There are lots of people for whom this calculus has no relevance — like any owner who is happy with his home and sees need to move, and can therefore enjoy the fruits of ownership for many years without worrying about what the market may be doing in any particular year.
i wouldn’t get too caught up in the common charge payments in Brooklyn. we have the biggest apartment in our condo (about 2000 sq ft) and pay all of $256 per month. most common charges aren’t all that high. also, as pointed out here on stoner many times, we really are not seeing tons of foreclosures in the our city. in our building, there are some rented units, and it’s quite easy to rent out your unit before you’d end up in foreclosure.

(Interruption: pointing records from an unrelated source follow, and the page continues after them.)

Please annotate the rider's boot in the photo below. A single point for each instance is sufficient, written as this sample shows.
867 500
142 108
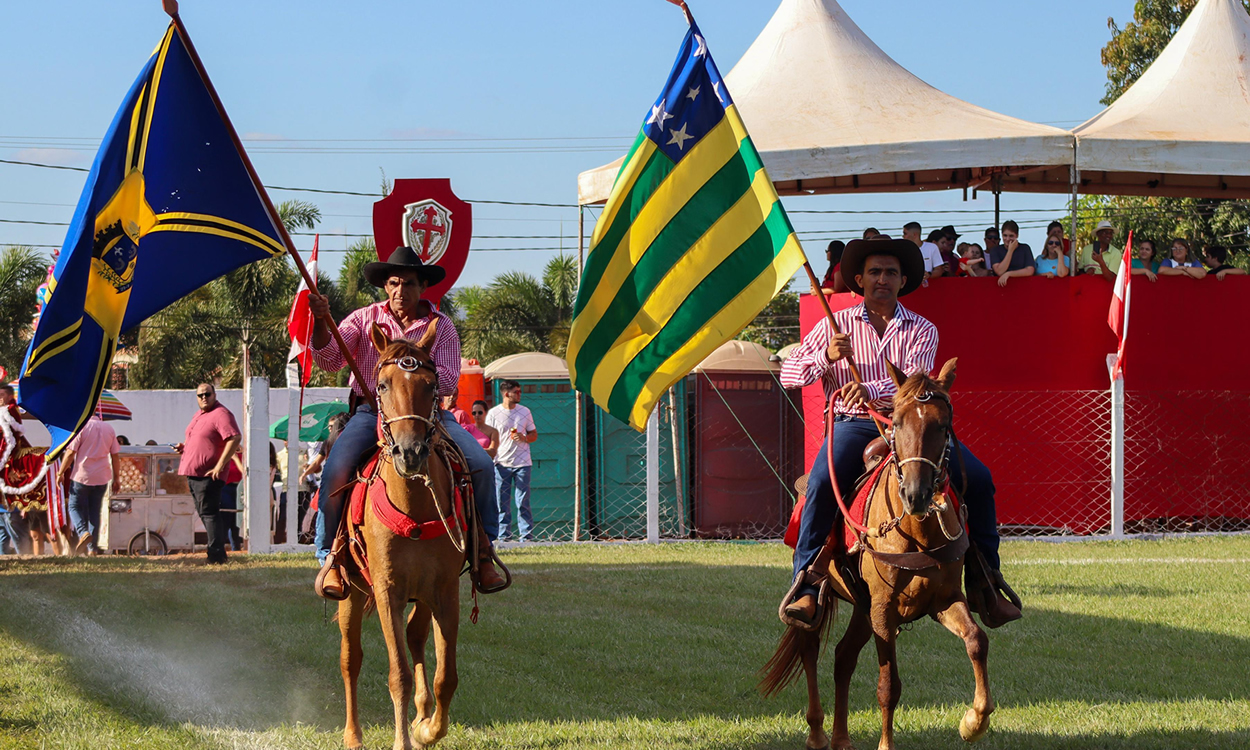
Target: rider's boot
489 579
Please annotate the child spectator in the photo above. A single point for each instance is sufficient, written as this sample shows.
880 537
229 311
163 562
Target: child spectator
1144 263
1181 263
1011 258
1053 263
1218 260
973 261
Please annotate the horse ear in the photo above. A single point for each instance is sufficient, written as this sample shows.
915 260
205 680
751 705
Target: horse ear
428 336
379 338
896 375
946 378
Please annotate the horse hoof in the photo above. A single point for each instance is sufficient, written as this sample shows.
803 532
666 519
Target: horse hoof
970 729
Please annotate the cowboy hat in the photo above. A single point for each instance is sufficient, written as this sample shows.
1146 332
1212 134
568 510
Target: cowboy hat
403 259
858 251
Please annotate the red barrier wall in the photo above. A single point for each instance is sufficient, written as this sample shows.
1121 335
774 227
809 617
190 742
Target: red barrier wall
1031 394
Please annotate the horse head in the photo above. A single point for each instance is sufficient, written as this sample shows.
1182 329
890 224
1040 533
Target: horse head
923 419
408 385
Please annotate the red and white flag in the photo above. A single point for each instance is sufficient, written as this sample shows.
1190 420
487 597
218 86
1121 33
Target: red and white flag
1118 316
299 323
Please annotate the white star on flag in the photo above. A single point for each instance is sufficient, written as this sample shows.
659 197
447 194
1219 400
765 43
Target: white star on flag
679 138
659 115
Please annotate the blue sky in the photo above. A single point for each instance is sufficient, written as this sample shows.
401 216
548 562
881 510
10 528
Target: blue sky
509 99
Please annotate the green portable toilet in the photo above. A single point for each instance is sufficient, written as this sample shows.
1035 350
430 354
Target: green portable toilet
546 393
616 486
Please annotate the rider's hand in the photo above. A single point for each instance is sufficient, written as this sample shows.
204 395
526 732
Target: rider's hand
319 305
839 348
853 394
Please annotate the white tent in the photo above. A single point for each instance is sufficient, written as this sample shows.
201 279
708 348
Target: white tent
1184 126
831 113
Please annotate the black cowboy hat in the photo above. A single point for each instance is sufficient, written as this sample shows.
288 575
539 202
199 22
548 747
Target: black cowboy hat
905 250
403 259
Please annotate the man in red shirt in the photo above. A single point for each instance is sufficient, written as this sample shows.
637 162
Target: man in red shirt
211 439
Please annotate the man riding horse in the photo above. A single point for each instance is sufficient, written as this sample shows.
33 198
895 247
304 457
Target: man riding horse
401 315
874 331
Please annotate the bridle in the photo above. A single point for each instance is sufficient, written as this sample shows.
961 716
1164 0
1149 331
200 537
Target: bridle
409 364
941 468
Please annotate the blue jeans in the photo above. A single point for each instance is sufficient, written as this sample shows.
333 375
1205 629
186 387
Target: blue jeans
514 483
8 539
850 438
359 438
84 506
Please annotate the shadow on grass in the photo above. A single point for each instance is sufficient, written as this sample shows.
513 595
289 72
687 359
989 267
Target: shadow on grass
250 648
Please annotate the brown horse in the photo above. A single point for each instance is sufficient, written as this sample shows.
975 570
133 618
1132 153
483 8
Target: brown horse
425 571
905 573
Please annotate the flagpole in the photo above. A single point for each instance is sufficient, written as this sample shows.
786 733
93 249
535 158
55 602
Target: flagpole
171 9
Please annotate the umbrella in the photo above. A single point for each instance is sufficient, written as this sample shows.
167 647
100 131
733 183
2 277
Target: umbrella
110 405
314 421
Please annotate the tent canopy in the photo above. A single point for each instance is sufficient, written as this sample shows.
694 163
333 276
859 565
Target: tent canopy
1184 126
831 113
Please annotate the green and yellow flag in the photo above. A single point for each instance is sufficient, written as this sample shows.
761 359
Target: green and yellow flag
689 249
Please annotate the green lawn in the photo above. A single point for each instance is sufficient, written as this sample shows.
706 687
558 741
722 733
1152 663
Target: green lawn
1140 645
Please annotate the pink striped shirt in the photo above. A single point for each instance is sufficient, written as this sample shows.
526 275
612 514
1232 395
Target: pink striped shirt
910 343
355 328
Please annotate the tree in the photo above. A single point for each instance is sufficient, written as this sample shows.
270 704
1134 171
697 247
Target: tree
1204 221
21 271
519 313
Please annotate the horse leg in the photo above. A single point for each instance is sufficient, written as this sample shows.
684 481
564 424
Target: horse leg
889 688
446 629
351 615
390 614
958 619
845 656
816 736
418 633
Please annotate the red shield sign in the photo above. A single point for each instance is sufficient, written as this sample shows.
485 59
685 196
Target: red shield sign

Mopar, that mortgage interest you no longer have to pay is sitting in your bank acct – earning interest the whole yr vs. waiting to realize the benefit on the tax return on April 15th.
And BHO, I have to disagree with the idea that renters will save enough money after interest rates shoot up to make up the difference. My tax bill was $4,000 extra this year and probably $3,000 of that was the loss of the mortgage interest deduction since I sold my coop. That’s most of my discretionary income! I’m not going to be able to save anything this year — assuming I even still have a job. Waaaaaaaaaaaaaaaaaaaaaaaaaaaaaaaaaa!